Having previously sought opinions from the AV community on drones, before looking at the more practical implications. We conclude with those passionate about the technology providing insight on the possible opportunities drones present to integrators .
If the legislative requirements for operating drones sound somewhat off-putting, at least flying a drone is relatively straightforward, according to Bob Gillan, director of training at 3iC, a company that provides a broad range of services including consultancy to help its clients investigate and develop market opportunities.
“It really isn’t rocket science,” he laughs, “and the modern platform is extremely stable and generally will hold position using GPS even if the pilot removes his hands from the controls.”
Someone who has successfully mastered the subject and who is an enthusiastic proponent of the opportunity provided by drones is James Ross Heron, formerly a director of media server developer Green Hippo. He has now established Carriage Return, where he plans to use handheld and portable technology alongside drones for video journalism and a new approach to marketing services. He has personal experience of the environment Gillan describes.
“The rush for everyone to open a drone-based business is fraught with red tape,” says Heron. “You must demonstrate an understanding of airspace, weather, the means by which you check potential hazards such as military activity and the safety of the general public. The rules are changing regularly as the numbers of drones rise. Nobody really knows how the rules will go and we really will have to wait and see what happens.”
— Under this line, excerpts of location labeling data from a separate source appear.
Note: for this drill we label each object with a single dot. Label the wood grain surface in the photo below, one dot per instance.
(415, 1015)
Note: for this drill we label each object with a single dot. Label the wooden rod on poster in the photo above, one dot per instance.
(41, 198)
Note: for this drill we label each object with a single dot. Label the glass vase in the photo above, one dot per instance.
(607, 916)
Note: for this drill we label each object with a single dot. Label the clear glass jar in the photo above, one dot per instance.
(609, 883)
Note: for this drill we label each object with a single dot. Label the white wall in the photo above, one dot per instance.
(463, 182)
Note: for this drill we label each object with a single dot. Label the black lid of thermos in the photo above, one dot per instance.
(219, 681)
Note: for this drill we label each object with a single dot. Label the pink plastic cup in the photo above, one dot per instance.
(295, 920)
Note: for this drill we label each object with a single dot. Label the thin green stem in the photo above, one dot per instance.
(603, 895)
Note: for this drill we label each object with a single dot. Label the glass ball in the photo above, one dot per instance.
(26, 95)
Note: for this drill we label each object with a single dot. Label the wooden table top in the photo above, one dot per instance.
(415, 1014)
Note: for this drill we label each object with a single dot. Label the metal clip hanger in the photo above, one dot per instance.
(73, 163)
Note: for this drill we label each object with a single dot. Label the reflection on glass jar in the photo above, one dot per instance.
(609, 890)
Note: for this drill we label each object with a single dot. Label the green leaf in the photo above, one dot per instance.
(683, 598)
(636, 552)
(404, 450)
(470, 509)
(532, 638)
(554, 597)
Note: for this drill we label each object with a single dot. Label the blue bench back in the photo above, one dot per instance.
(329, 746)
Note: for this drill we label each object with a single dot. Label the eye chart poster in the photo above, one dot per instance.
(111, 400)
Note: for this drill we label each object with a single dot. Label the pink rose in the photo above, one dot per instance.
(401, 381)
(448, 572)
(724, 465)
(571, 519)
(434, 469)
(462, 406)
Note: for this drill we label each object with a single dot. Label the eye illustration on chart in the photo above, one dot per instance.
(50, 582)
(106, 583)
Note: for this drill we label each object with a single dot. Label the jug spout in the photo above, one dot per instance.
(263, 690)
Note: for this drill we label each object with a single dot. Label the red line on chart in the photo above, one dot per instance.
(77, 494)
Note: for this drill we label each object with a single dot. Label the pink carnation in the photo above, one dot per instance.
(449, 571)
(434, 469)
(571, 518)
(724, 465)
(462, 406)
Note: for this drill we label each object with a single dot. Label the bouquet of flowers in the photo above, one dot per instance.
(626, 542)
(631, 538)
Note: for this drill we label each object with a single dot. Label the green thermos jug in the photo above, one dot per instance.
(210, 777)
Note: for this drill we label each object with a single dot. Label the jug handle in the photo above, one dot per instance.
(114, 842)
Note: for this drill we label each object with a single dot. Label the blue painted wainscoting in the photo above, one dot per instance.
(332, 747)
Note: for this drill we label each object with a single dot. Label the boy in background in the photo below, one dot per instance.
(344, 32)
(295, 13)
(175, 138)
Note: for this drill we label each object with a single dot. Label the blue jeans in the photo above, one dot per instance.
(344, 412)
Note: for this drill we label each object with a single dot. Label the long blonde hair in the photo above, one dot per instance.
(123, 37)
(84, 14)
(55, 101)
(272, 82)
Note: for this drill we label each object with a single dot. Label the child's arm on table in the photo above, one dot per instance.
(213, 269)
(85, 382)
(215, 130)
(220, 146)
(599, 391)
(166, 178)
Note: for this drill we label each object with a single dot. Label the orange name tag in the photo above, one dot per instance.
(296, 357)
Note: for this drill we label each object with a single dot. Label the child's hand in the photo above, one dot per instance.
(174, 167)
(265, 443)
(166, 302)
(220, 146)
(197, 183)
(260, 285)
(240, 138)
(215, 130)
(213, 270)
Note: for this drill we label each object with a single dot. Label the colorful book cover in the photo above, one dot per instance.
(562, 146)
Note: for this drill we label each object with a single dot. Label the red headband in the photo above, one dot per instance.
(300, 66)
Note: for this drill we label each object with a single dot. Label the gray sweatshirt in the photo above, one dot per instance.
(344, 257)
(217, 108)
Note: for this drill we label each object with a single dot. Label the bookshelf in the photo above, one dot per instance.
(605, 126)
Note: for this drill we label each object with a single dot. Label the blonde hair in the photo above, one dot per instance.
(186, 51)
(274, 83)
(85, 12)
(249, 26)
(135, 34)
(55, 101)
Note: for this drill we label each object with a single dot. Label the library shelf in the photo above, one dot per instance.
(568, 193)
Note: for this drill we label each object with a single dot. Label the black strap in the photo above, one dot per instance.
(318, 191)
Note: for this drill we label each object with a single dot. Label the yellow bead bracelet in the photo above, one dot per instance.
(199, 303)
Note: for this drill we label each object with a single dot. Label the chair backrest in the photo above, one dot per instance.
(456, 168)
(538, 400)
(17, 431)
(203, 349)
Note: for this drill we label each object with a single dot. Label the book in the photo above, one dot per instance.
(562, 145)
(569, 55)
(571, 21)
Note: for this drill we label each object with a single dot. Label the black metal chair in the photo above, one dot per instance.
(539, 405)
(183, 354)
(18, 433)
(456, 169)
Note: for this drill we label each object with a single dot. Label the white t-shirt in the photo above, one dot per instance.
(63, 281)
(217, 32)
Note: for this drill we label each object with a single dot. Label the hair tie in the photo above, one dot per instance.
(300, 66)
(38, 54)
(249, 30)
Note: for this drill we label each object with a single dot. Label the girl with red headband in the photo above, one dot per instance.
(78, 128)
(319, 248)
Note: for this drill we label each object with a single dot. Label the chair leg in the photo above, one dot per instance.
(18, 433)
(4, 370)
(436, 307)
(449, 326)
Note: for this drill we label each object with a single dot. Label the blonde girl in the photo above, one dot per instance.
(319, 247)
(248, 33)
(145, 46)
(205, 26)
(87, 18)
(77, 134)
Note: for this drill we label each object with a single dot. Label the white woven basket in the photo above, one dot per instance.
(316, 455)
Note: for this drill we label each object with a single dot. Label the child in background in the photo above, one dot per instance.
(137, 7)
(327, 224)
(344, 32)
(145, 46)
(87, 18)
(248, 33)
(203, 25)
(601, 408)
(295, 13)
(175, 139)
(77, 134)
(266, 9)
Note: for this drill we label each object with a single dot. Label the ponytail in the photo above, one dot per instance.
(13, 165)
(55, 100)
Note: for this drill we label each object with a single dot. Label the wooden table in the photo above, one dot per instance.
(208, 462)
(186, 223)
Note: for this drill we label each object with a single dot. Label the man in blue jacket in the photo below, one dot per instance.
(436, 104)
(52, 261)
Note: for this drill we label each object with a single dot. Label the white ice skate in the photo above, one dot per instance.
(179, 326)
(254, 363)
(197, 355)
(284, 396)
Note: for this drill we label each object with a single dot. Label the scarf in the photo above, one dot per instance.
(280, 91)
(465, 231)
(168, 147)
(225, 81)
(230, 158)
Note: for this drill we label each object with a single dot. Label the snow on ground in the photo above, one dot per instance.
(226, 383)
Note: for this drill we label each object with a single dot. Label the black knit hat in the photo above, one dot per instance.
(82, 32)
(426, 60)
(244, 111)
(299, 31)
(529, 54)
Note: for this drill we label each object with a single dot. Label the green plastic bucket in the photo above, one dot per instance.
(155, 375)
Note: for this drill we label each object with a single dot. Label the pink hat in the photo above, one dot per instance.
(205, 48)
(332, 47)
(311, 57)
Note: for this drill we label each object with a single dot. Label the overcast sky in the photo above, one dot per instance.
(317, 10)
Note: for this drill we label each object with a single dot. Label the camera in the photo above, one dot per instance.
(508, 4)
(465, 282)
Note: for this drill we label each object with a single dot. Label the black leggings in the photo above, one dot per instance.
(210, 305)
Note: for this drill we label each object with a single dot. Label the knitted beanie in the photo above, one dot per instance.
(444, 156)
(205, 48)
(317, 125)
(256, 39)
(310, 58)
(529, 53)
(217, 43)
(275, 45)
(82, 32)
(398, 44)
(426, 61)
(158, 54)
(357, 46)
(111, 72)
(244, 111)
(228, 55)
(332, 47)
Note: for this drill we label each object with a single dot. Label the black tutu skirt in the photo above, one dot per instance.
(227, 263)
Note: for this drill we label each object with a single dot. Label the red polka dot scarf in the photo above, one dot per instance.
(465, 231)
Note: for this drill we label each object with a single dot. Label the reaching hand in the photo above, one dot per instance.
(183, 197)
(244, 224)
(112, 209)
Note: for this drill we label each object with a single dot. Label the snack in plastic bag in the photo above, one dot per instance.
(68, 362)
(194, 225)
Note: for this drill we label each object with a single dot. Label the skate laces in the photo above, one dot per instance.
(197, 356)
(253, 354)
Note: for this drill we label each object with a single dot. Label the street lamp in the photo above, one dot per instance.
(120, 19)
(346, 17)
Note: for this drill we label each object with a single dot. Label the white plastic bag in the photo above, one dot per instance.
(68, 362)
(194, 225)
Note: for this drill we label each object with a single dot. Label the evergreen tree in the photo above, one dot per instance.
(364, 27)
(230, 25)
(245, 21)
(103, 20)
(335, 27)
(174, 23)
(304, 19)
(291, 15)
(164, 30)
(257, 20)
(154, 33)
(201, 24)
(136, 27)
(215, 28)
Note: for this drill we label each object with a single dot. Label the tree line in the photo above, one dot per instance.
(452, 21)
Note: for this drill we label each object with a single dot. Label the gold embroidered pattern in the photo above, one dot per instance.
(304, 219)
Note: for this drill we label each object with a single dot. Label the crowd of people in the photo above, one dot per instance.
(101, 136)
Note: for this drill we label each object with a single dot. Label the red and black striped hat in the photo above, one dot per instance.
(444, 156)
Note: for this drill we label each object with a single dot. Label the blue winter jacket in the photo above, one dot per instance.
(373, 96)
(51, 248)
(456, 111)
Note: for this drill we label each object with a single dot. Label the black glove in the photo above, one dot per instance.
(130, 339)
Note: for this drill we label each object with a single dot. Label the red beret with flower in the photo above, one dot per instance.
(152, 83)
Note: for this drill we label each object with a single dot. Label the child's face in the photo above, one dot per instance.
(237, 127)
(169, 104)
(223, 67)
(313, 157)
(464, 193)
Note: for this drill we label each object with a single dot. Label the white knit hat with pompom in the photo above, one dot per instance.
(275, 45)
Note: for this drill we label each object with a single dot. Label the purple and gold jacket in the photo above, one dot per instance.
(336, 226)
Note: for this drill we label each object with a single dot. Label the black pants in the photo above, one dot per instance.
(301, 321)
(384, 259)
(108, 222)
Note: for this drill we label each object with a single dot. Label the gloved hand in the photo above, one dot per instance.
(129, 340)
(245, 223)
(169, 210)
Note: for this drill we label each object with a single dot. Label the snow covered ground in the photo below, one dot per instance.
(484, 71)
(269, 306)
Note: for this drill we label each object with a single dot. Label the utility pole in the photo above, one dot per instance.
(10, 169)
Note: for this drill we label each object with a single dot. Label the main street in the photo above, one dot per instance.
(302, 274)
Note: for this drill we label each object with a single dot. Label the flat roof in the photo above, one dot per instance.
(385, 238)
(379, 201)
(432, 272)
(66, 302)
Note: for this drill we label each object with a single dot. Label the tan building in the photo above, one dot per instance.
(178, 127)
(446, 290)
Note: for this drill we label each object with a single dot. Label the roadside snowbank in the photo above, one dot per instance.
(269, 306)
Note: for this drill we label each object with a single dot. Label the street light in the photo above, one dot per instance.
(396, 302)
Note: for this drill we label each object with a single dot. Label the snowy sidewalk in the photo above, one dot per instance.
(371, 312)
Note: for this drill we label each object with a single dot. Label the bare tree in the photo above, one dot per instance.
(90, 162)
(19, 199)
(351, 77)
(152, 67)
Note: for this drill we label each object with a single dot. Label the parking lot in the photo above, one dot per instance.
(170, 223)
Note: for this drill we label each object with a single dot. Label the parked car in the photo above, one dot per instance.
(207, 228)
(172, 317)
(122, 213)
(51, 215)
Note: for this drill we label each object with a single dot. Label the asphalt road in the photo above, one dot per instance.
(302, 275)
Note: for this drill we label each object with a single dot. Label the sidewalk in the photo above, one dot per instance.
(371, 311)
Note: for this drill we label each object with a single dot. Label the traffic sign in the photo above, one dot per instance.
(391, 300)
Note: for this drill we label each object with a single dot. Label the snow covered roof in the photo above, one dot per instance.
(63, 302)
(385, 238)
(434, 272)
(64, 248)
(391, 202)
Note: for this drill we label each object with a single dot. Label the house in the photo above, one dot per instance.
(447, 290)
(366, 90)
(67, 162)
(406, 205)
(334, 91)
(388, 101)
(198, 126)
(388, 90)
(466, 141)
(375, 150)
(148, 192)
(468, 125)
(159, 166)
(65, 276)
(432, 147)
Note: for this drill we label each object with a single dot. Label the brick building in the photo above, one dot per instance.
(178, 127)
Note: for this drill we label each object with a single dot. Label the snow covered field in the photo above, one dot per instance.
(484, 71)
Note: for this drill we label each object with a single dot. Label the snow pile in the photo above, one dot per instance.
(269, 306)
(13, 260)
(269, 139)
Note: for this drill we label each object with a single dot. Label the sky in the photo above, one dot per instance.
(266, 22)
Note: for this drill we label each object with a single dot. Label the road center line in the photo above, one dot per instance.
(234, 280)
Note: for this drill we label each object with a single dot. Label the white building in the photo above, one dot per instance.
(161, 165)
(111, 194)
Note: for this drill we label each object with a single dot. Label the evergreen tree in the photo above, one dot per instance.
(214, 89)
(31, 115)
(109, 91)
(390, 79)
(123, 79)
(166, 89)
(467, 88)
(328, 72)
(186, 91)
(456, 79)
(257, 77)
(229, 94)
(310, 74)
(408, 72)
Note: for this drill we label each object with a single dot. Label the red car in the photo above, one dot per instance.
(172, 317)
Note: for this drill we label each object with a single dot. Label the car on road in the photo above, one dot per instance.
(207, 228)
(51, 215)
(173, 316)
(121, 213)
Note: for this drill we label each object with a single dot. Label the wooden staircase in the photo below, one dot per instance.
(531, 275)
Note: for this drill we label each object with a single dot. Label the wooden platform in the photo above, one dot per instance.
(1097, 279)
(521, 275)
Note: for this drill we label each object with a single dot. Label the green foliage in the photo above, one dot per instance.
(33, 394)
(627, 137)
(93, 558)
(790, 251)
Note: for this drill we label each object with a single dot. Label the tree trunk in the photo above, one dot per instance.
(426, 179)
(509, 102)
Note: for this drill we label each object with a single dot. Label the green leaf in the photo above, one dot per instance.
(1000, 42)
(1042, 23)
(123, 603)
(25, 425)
Stampede’s Kelly is confident that the situation will be rapidly resolved.
“Regulatory agencies always set the pace for the way a new technology is implemented,” he points out. “The key for us as an industry is to achieve complete clarity in understanding a route to the legalised usage of drones in every market application. This clarity has been provided, finally, in the United States and is in the works in other major markets around the world. I have no doubt that 2017 will bring a clearer path forward for all of us to follow. Our focus has to remain on how to safely implement this new technology with a professional class of fully trained drone operators that separates our operators from the amateur or hobbyist drone operator.”
If Kelly’s confidence turns out not to be misplaced, and despite the reservations that integrators continue to harbour on the subject, it’s hard not to wonder what the future might hold.
“One of the elements that makes drones exciting is that, every day, we’re surprised by a new deployment of this aerial technology – one we didn’t see coming,” smiles Heron, who gives as examples the rise in outdoor LED screens and large scale projection leading to expensive site surveys, where drones can help moderate the cost as well as gaining accurate results and measurements; the tough challenges 3D projection teams face in acquiring 3D models of structures; and festival work, where he sees an opportunity for drones to undertake daily visual structure checks.
“I’m actually quite excited to see what the AV industry will do with this emerging technology,” he continues. “Just don’t go and buy one from Maplins and give it to your marketing assistant. Firstly, what you’re planning is probably illegal, and secondly, an expert will get the results you need in much less time.”
If Heron is excited, Kelly is passionate.
“Too many integrators are simply missing the opportunity because they are not being presented with the full plan on how to integrate drones into their business model,” he believes, “which is how we’ve helped them succeed. The key thing for integrators to understand is that drones are the delivery mechanism of a complete video-based solution that allows them to expand their business offering at a time when commoditisation is shrinking their margins on other sales.”
“Drones are definitely coming their way,” agrees Gillan.
It’s hard not to be compelled. Those who are already involved are enthused and excited by what they see. Yes, initial scepticism and cynicism are to be expected when any new technology appears. Ken Olsen, for example, the founder of one-time-great minicomputer manufacturer DEC, famously remarked in 1977 that “there is no reason for any individual to have a computer in his home”.
Something is indeed in the air – and if the revolution isn’t quite here yet, it may be closer than we think.